Ancak bu tartışmalar istikrarlı olmayan bir uluslararası sistemde cereyan ediyor. Tartışmalar yoğunlaşırken, dünya da değişiyor ve sistemde farklı tehditler ve dinamikler beliriyor. Lehman Brothers'ın iflasının ardından dünya ekonomisi küresel bir mali krize girince, dünyanın değişik yerlerinde yaşayan insanlar yeni bir uluslararası sistemden söz etmeye başladı. Ama o dönemden bu yana, küresel ekonomideki düzelmeye rağmen uluslararası güvenliğe yönelik yeni tehditlerin ortaya çıkışına tanık olmaya başladık. Günümüzde DAİŞ gibi örgütler dünyamızı, kontrol altına alınıp yok edilmesi çok daha zor olan yepyeni bir terör türüyle karşı karşıya bıraktı. Kimilerince ABD'nin gerileyişinin en önemli sebebi olarak görülen, Amerikan askerlerinin Irak'tan geri çekilmesine rağmen Irak şu anda yeni bir iç savaşın eşiğinde. Ayrıca Suriye'de büyük bir insanlık dramı yaşanıyor. Yerlerinden edilen milyonlarca insan sığınacak bir yer ararken hayatta kalmaya çalışıyor. Suriye'deki rejim kendi vatandaşlarına karşı kimyasal silah kullandı.
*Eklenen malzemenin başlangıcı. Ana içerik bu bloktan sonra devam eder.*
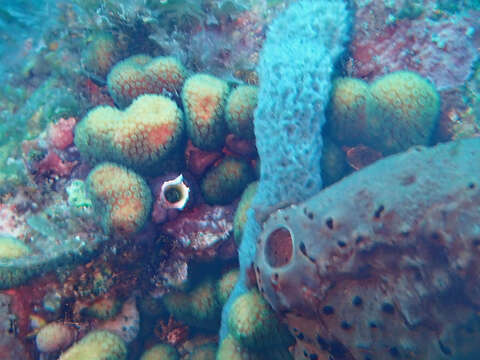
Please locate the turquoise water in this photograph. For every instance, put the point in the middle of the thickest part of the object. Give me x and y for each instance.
(233, 179)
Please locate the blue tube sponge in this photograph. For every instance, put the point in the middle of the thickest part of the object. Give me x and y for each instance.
(295, 70)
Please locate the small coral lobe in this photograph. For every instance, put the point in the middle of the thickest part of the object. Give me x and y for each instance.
(279, 247)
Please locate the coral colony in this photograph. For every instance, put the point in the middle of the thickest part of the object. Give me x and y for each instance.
(240, 180)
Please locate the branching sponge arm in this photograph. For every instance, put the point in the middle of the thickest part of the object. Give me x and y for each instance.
(295, 70)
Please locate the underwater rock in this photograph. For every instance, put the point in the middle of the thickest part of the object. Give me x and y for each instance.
(383, 263)
(202, 227)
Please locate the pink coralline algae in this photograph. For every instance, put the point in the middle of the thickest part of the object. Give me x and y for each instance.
(444, 51)
(384, 264)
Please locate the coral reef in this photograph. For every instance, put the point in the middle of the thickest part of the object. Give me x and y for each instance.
(97, 345)
(55, 337)
(370, 256)
(142, 137)
(309, 36)
(361, 275)
(12, 248)
(241, 104)
(140, 74)
(241, 212)
(397, 111)
(99, 56)
(204, 98)
(226, 181)
(160, 351)
(120, 197)
(406, 109)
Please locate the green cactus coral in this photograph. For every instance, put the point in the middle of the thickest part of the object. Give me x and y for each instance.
(160, 352)
(121, 197)
(253, 323)
(406, 110)
(147, 136)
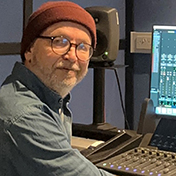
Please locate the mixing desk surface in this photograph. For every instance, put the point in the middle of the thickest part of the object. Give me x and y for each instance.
(142, 161)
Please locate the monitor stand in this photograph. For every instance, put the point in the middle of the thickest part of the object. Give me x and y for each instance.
(99, 128)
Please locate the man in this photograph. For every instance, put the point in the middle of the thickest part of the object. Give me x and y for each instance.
(35, 121)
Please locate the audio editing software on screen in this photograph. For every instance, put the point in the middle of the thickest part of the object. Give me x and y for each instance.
(163, 73)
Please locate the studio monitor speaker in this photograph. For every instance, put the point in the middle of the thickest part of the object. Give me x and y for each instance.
(107, 26)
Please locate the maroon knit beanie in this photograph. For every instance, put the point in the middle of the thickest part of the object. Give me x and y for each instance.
(53, 12)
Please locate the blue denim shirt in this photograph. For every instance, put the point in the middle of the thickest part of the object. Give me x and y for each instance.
(34, 140)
Yükselen güçlerin meydan okumaları da beklenenden daha hızlı gerçekleşti. ABD'nin geçmişte muhtemel bir ortak olarak düşündüğü Rusya, Ukrayna ve Suriye'de ciddi bir rakip olarak ortaya çıktı. Çin, Güney ve Doğu Çin Denizi'ndeki ABD müttefiklerine sataşmaya başladı.
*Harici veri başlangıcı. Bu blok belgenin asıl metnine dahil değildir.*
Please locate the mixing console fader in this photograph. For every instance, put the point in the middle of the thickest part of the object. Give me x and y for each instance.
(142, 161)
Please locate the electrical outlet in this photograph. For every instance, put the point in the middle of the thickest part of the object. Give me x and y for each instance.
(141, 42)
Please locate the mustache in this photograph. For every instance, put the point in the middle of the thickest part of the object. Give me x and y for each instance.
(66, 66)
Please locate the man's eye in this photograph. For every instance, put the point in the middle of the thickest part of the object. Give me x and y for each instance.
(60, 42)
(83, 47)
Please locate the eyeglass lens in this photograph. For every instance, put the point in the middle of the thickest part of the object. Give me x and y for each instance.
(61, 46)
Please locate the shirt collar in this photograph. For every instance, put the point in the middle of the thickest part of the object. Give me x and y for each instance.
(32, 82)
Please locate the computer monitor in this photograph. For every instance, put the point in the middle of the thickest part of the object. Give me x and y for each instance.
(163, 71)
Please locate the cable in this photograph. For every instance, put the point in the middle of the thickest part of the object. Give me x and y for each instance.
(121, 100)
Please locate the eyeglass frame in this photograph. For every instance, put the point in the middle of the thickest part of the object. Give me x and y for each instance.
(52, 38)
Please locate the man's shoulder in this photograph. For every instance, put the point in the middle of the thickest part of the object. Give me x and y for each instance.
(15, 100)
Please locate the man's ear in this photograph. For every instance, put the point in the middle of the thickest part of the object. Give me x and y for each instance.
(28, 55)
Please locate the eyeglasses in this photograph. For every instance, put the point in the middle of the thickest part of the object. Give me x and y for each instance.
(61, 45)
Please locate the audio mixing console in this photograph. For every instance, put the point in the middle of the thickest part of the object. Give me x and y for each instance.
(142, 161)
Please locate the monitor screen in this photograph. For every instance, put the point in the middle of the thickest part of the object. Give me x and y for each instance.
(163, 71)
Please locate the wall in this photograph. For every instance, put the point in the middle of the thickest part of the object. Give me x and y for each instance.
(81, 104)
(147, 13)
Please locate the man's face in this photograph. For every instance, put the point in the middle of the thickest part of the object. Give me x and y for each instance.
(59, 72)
Tüm bu yeni faktörler, ABD'nin uluslararası sistemdeki rolüyle ilgili tartışmayı daha da önemli kılıyor. Dünyaya ve uluslararası sisteme dair stratejilerin olmayışı, gittikçe artan tutarsızlıklar ve eylem eksikliği, ABD'nin dünyadaki rolünü ciddi ölçüde zorlaştırıyor. Bu durum, Stratejik ve Uluslararası Araştırmalar Merkezi'nin (CSIS) yakın zamanda yayınladığı Küresel Tahminler-2016 başlıklı raporda çeşitli uzmanlar tarafından ayrıntılı biçimde ele alınıyor. Rapora katkı verenlerden biri olan Michael J. Greene, "ABD'nin her yerde savunma durumunda olduğu görülüyor" diye yazmış. Mevcut duruma ilişkin bu karamsar görüşe ek olarak, ABD'nin dünya çapındaki liderliğinin geleceğine dair büyük bir kötümserlik de gözleniyor. James A Lewis'in kaleme aldığı analiz yazısında şöyle deniyor: "ABD'nin nüfuzunun Vietnam'da uğradığı hasarın giderilmesi neredeyse on yıl almıştı. Bu kez işimiz daha da zor olacak. ABD 1975'te takatsiz tek bir rakiple karşı karşıya idi. Avrupalı liderler Sovyetler Birliği'ne karşı ABD'nin desteğine ihtiyaç duyuyordu. Çin ve gelişmekte olan dünyanın diğer büyük ülkeleri henüz güçlenmemişti." Lewis'e göre ABD'nin karşılaştığı meydan okuma şundan kaynaklanıyor: "ABD Kongresi'ni felç eden siyasi kargaşa, anayasa krizi nitelemesini hak edecek bir düzeye ulaştı. Bu siyasi krize ek olarak, dış politikaya yön veren "siyasi seçkinler" de entelektüel açıdan zayıf. İdeolojik temelli siyaset ve anlamsız akademik tartışmalar, bu zayıflığı daha da vahim hale getiriyor."
ABD'nin bir sonraki başkanı, bu yeni zorlukların üstesinden gelmek ve ülkesinin dünyadaki rolüne ilişkin tartışmalara dâhil olmak zorunda kalacak. Başkanın bu büyük tartışmada ve sonradan ortaya çıkacak diğer tartışmalarda belli bir tutum alması gerekecek.